Experimental Validation of a Laser Heat Source Model for Laser Melting and Laser Cladding Processes
W. C. Tseng, J. N. Aoh*
Identifiers and Pagination:Year: 2014
First Page: 370
Last Page: 381
Publisher Id: TOMEJ-8-370
Article History:Received Date: 07/06/2014
Revision Received Date: 08/07/2014
Acceptance Date: 08/07/2014
Electronic publication date: 09/10/2014
Collection year: 2014
open-access license: This is an open access article distributed under the terms of the Creative Commons Attribution 4.0 International Public License (CC-BY 4.0), a copy of which is available at: (https://creativecommons.org/licenses/by/4.0/legalcode). This license permits unrestricted use, distribution, and reproduction in any medium, provided the original author and source are credited.

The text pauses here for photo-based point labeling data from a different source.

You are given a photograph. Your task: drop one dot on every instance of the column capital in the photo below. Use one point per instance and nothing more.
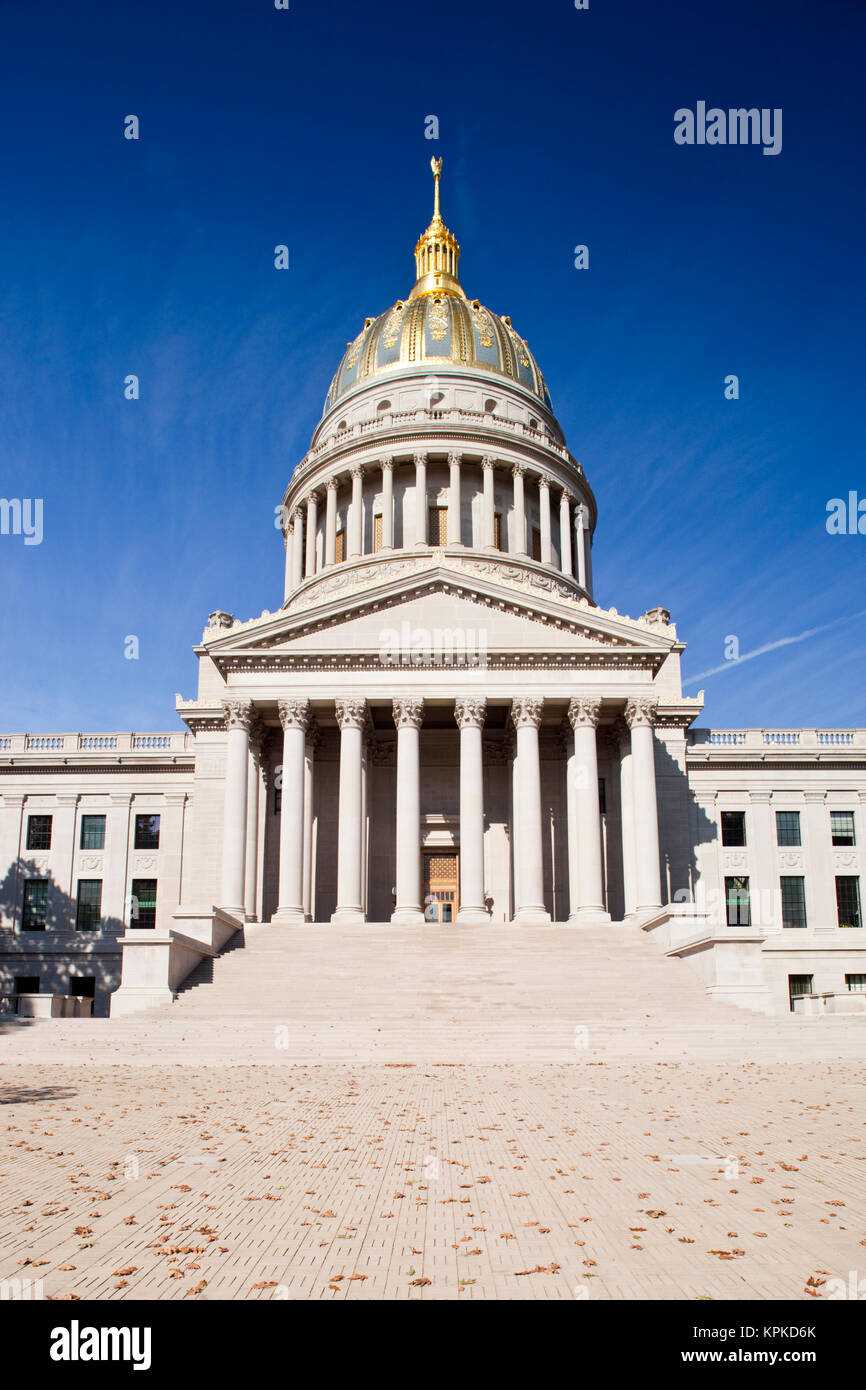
(407, 712)
(526, 712)
(641, 712)
(470, 710)
(350, 713)
(239, 713)
(584, 710)
(293, 713)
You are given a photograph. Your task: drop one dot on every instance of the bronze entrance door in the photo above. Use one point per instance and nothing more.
(439, 887)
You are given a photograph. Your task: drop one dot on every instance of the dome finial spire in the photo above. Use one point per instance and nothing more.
(437, 252)
(437, 167)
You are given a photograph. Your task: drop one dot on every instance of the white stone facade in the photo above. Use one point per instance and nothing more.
(438, 692)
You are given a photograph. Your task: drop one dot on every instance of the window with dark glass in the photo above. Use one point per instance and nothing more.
(39, 831)
(793, 902)
(146, 831)
(733, 829)
(798, 984)
(841, 827)
(848, 901)
(92, 833)
(143, 904)
(35, 905)
(737, 901)
(82, 986)
(787, 827)
(89, 904)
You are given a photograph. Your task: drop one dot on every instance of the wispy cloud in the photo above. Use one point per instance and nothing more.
(773, 647)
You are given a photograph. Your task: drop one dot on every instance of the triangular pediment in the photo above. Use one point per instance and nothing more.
(508, 608)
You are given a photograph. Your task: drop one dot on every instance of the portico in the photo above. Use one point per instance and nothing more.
(510, 788)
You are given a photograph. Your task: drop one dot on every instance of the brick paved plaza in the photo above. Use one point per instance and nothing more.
(590, 1179)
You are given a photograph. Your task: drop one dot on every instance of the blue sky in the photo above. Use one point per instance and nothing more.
(306, 127)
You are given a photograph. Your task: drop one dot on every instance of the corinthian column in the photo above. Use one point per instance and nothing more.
(387, 505)
(295, 717)
(407, 716)
(420, 499)
(312, 530)
(238, 722)
(296, 546)
(544, 520)
(520, 513)
(531, 911)
(640, 716)
(356, 512)
(488, 513)
(565, 533)
(585, 898)
(350, 716)
(331, 521)
(453, 499)
(470, 717)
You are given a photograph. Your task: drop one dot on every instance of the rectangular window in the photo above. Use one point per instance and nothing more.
(39, 831)
(793, 902)
(437, 526)
(737, 900)
(82, 986)
(35, 905)
(142, 912)
(146, 831)
(841, 827)
(787, 827)
(733, 829)
(848, 901)
(89, 904)
(92, 833)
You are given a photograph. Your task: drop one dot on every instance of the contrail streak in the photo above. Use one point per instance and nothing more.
(772, 647)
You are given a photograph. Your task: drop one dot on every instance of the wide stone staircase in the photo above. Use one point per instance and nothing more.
(439, 994)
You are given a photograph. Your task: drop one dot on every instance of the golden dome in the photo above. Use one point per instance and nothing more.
(437, 327)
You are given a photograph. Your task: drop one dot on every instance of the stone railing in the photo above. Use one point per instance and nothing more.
(52, 744)
(768, 740)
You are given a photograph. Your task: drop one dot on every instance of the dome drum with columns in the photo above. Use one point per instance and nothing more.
(438, 434)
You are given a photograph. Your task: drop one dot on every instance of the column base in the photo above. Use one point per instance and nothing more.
(348, 916)
(531, 918)
(288, 918)
(473, 918)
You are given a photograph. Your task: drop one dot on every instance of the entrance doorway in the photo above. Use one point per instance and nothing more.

Selective laser melting (SLM) and laser cladding are laser additive manufacturing methods that have been developed for application to the near-net-shape process and 3D printing. The temperature distributions and track profiles of SLM and clad layers require additional in-depth investigation to optimize manufacturing processes. This research involved developing a tailored laser heat source model that contains a comprehensive selection of laser beam characteristics and can be used in finite element analysis of the laser melting process. This paper presents a systematic experimental validation of the applicability of the proposed laser heat source model to single-track Nd:YAG and CO2 laser melting simulations. The evolution of the melt pool isotherms and the variation in track profiles caused by adjusting the laser power and scanning speed were numerically predicted and experimentally verified. Appropriate process parameters and the threshold power for continuous track layer formation were determined. The balling phenomenon on preplaced powder was observed at power levels below the threshold values. Nd:YAG laser melting resulted in a wide and shallow track profile, which was adequately predicted using the numerical simulation. CO2 laser melting resulted in a triangular track profile, which deviated slightly from the finite element prediction. The results indicated a high level of consistency between the experimental and the numerical results regarding track depth evolution, whereas the numerically predicted track width evolution deviated slightly from the experimentally determined track width evolution. This parametric laser melting study validated the applicability of the proposed laser heat source model in numerical analysis of laser melting processes such as SLM and laser cladding.